When Kiri Nicholetts found herself with a batch of homemade mustard going spare after Christmas, she put up a sign in her Riverside window and began giving it away for free.
The friendly Miss Nicholetts, 28, who has lived in Wyndham Crescent, Riverside, for 10 months, is a freelance lighting technician for film and TV. Originally from Basingstoke, she has been cooking up festive gifts for her family for the past six years, starting when she was a skint student.
Her mustard recipe was put together from a few recipes online, but Miss Nicholetts overestimated how much mustard she would need and ended up with so much left over, she decided to give it away. She has put up two signs in her front window advertising the free mustard and anyone interested just has to knock on her door.
This mustard-diplomacy has helped her meet her neighbour and although Miss Nicholetts came up with her good-spirited plan to get rid of the 15 one ounce jars on December 23, there are still plenty left.
She said: “So I thought, ‘you know what, I’m just going to put up a sign and people can knock’. “It took a while for people to come round, maybe like two days or so. The guy that lives a couple of doors down came round with his kids for some, they were having a roast dinner.
“Every single person who has come round has been different to the last. We’ve had a couple of old ladies come round, and the postman wanted some the other day. Every different kind of person you could imagine, all of them local.

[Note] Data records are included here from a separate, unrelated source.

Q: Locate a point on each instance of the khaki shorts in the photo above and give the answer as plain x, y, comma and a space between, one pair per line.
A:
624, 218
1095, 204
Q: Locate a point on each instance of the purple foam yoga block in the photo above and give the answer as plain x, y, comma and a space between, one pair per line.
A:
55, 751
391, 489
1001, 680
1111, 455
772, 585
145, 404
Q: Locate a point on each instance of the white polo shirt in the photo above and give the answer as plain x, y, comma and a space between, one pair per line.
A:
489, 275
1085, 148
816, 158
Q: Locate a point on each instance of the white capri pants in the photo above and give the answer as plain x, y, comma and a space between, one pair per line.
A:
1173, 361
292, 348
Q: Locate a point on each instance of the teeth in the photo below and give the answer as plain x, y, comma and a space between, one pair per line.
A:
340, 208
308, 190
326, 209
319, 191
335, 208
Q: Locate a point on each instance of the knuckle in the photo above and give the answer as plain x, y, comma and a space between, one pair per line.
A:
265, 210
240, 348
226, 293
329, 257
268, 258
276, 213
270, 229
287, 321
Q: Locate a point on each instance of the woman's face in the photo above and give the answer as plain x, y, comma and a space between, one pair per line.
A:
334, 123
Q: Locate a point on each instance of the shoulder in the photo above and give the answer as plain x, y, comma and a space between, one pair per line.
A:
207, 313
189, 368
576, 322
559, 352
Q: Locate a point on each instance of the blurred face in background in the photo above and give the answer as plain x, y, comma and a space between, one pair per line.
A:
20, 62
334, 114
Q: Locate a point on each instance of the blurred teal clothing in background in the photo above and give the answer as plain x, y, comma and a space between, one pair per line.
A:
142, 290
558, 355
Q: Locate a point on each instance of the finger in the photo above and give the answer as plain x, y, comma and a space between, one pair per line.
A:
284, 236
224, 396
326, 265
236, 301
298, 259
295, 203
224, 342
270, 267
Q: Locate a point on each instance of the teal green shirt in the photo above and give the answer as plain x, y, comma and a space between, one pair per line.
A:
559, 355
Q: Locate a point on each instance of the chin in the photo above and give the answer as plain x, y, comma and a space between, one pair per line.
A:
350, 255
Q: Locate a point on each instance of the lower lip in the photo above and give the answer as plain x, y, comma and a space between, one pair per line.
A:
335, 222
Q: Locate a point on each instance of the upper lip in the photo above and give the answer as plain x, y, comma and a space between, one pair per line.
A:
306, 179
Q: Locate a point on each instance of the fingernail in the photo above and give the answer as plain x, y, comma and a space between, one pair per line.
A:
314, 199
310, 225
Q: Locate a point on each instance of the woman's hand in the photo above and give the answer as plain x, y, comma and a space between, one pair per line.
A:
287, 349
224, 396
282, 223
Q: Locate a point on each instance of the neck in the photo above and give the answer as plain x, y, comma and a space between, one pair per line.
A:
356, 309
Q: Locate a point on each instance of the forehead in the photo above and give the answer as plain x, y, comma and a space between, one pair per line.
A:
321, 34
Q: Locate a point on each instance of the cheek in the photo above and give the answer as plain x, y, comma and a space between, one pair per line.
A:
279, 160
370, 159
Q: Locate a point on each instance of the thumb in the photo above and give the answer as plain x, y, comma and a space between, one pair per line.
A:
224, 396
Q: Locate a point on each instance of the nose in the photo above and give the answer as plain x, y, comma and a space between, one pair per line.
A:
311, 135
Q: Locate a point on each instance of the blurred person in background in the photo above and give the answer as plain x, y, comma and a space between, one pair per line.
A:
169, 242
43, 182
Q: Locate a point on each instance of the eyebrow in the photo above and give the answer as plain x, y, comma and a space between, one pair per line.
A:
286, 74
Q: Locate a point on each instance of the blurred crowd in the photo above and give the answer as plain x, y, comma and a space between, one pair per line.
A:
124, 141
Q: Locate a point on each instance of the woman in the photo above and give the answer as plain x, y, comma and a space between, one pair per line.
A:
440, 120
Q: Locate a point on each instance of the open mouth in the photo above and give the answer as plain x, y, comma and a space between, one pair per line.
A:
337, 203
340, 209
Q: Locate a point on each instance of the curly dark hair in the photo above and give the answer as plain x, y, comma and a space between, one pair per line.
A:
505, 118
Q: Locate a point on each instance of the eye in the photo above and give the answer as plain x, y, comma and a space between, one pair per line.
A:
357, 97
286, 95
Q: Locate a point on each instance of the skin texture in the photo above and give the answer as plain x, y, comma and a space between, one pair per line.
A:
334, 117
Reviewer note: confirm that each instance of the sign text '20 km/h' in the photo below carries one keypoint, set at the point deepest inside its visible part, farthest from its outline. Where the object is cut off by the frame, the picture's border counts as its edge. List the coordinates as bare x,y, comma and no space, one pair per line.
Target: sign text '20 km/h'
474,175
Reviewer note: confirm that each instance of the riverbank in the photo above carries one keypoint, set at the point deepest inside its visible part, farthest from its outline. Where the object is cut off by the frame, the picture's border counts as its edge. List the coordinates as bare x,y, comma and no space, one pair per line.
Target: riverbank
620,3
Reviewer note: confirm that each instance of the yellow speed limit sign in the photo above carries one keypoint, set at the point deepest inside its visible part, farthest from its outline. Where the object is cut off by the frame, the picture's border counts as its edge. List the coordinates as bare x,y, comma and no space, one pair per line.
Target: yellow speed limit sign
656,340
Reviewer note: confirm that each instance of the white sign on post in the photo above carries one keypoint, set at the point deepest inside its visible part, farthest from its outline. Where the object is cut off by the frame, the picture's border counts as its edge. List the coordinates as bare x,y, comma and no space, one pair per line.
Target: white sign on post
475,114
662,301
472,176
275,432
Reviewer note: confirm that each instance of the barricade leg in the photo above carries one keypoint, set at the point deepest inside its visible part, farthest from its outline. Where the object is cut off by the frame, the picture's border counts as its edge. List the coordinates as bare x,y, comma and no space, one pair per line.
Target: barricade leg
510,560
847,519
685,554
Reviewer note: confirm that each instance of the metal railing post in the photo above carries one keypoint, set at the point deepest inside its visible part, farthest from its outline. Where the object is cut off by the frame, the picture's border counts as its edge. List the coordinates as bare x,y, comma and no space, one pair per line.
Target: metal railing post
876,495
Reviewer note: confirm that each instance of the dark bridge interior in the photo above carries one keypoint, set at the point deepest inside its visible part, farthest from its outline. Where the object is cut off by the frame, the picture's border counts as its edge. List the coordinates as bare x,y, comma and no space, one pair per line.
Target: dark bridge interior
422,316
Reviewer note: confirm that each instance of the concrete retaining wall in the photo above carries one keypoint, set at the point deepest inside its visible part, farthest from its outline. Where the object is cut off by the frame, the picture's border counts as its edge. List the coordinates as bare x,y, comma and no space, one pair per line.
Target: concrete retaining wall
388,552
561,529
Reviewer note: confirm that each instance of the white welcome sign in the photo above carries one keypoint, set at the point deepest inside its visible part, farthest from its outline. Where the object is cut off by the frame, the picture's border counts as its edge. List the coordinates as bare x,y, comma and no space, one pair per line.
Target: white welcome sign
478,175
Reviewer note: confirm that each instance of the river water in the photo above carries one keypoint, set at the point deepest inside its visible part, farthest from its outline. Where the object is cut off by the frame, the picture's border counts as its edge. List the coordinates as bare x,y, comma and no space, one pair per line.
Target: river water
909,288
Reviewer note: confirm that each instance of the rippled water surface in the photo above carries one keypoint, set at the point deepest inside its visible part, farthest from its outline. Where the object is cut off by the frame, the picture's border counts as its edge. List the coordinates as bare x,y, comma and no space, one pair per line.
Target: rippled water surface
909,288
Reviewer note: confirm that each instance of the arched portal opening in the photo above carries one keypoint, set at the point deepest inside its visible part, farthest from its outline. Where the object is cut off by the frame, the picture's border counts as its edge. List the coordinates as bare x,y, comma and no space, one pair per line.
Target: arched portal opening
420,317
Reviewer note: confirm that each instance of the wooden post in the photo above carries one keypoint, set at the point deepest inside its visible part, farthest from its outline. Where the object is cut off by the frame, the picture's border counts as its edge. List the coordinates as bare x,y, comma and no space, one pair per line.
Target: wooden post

“They’ve all probably seen it for a couple of days and worked up the courage to knock on the door. Everyone that comes looks a little bit sheepish and I have to say ‘I know, you want some free mustard, it’s fine’.
“Because of my line of work, I usually do 12-14 hour days, six days a week. Socially you don’t end up meeting many people outside of the TV and film industry, so that was part of the reason for the sign. I thought ‘I might actually meet some new people doing this as well.’”
Miss Nicholetts handcrafted condiment comes in two flavours – garlic, honey and horseradish, and lemon, black pepper and white wine – and it keeps for about two months. A third blueberry and dark beer flavour did not turn out as tasty as the other two.
She said: “There was no saving it.”
Miss Nicholetts thinks that making things from scratch to giveaway pushes back against the instant gratification and consumer culture of modern times.
She said: “Since I’ve been making presents, everyone is so much happier with that than some perfume that doesn’t really mean anything. I don’t have to stress about going round all the shops at Christmas, it’s a win/win situation.”